Nevertheless, the Big Tech oligarchs treat users’ speech as subject to the whims of “fact-checkers,” who are sometimes not even human. These “fact-checkers” do little more than censor conservative opinion (even humor), and at least on Facebook, there is virtually no recourse to challenge a decision.
You may have heard us complain about this a time or two.
Two key court cases we hoped would provide legal recourse were just punted by the Supreme Court. We had a bad feeling about it, and, sure enough, on Monday, the justices sidestepped ruling on laws in Texas and Florida that sought to restrict the suppression of speech on social media.
It was a double whammy after last week’s decision effectively giving the Biden administration freedom to tell social media companies what to censor. Biden can tell Big Tech what to censor, but states can’t tell Big Tech not to censor. Got it.
Moody v. NetChoice was a challenge to Florida’s law, which blocked platforms from “any action to censor, deplatform, or shadow ban a journalistic enterprise based on the content of its publication or broadcast,” and it required platforms to apply standards “in a consistent manner” — i.e., without bias against one political side. That law was quickly blocked. NetChoice v. Paxton challenged a similar law in Texas, which prohibited viewpoint discrimination but was upheld by a lower court, creating a split.
Neither law has taken effect, and the cases were combined before SCOTUS.
“The parties have not briefed the critical issues here, and the record is underdeveloped,” wrote Justice Elana Kagan for the majority. “So we vacate the decisions below and remand these cases. That will enable the lower courts to consider the scope of the laws’ applications, and weigh the unconstitutional as against the constitutional ones.”
The justices were divided over some of the particulars and several of them wrote concurrences, but every justice agreed on punting the issue back to lower courts. Kagan seemed to accept the plaintiffs’ argument that social media platforms have a First Amendment right to content moderation and, by extension, speech suppression.
So much for the First Amendment rights of users in the public square.
What Big Tech giants have done is essentially create a two-tiered and segregated system for users.
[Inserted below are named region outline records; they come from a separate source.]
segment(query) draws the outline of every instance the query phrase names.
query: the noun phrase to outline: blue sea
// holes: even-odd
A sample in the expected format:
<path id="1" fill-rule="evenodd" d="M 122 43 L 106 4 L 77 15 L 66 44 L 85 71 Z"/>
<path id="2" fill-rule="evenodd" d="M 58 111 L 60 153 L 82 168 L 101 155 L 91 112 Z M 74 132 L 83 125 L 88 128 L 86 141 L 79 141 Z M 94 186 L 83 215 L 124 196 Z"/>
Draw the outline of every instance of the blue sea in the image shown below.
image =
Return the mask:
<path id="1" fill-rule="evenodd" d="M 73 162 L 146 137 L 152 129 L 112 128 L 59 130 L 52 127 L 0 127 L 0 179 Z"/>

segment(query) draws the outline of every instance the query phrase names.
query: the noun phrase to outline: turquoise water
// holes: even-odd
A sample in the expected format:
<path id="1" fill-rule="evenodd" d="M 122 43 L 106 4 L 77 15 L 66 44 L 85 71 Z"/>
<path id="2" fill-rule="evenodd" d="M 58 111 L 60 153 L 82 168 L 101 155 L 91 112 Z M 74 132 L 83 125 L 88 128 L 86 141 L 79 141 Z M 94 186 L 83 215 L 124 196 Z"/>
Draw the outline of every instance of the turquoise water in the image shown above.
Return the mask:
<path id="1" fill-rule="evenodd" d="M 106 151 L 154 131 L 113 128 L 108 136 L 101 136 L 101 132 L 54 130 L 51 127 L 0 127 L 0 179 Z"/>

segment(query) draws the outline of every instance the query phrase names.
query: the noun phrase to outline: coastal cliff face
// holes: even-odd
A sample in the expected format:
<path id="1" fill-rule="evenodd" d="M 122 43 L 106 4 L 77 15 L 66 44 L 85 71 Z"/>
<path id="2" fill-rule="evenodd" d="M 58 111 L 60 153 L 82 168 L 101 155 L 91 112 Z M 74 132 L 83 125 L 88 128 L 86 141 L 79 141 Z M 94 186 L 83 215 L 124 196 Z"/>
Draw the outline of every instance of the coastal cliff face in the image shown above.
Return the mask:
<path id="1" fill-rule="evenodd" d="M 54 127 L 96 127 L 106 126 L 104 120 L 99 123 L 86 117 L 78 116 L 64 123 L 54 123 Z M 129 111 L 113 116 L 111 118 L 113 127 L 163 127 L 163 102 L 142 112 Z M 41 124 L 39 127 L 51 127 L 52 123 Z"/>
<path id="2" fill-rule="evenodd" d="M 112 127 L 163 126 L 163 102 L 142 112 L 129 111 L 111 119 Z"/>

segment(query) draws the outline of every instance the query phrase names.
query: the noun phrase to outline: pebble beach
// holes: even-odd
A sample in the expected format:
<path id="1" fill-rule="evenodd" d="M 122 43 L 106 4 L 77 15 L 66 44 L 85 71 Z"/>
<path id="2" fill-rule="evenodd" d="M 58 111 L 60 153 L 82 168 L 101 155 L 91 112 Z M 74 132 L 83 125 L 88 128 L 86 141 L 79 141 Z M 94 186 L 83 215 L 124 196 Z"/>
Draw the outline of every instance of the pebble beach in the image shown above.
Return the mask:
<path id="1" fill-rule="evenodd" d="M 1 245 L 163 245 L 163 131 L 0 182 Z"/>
Left-wingers can say virtually whatever they want because the “fact-checkers” agree with them. Conservatives, on the other hand, can’t question things like pandemic policy or challenge any of the various state religions of the Left: abortion, the gender cult, or earth worship. We can’t say there are only two genders. We can’t say that the Left’s climate policy is based on phony junk science. Such ideas are specifically suppressed and also lead to an overall algorithmic reduction in who sees any content from “offenders.”
We’re told we can only sit in the back of the bus, and if we keep being so uppity, we can walk.
Unfortunately, litigating against censorship has proven to be tough. Companies do have rights, and the sophisticated and well-funded people running Big Tech giants have invested heavily in protecting their property. Until someone figures out how to craft and defend legislation protecting the free speech of regular people without an army of lawyers at their beck and call, some of us will continue to face the systemic redlining of free speech.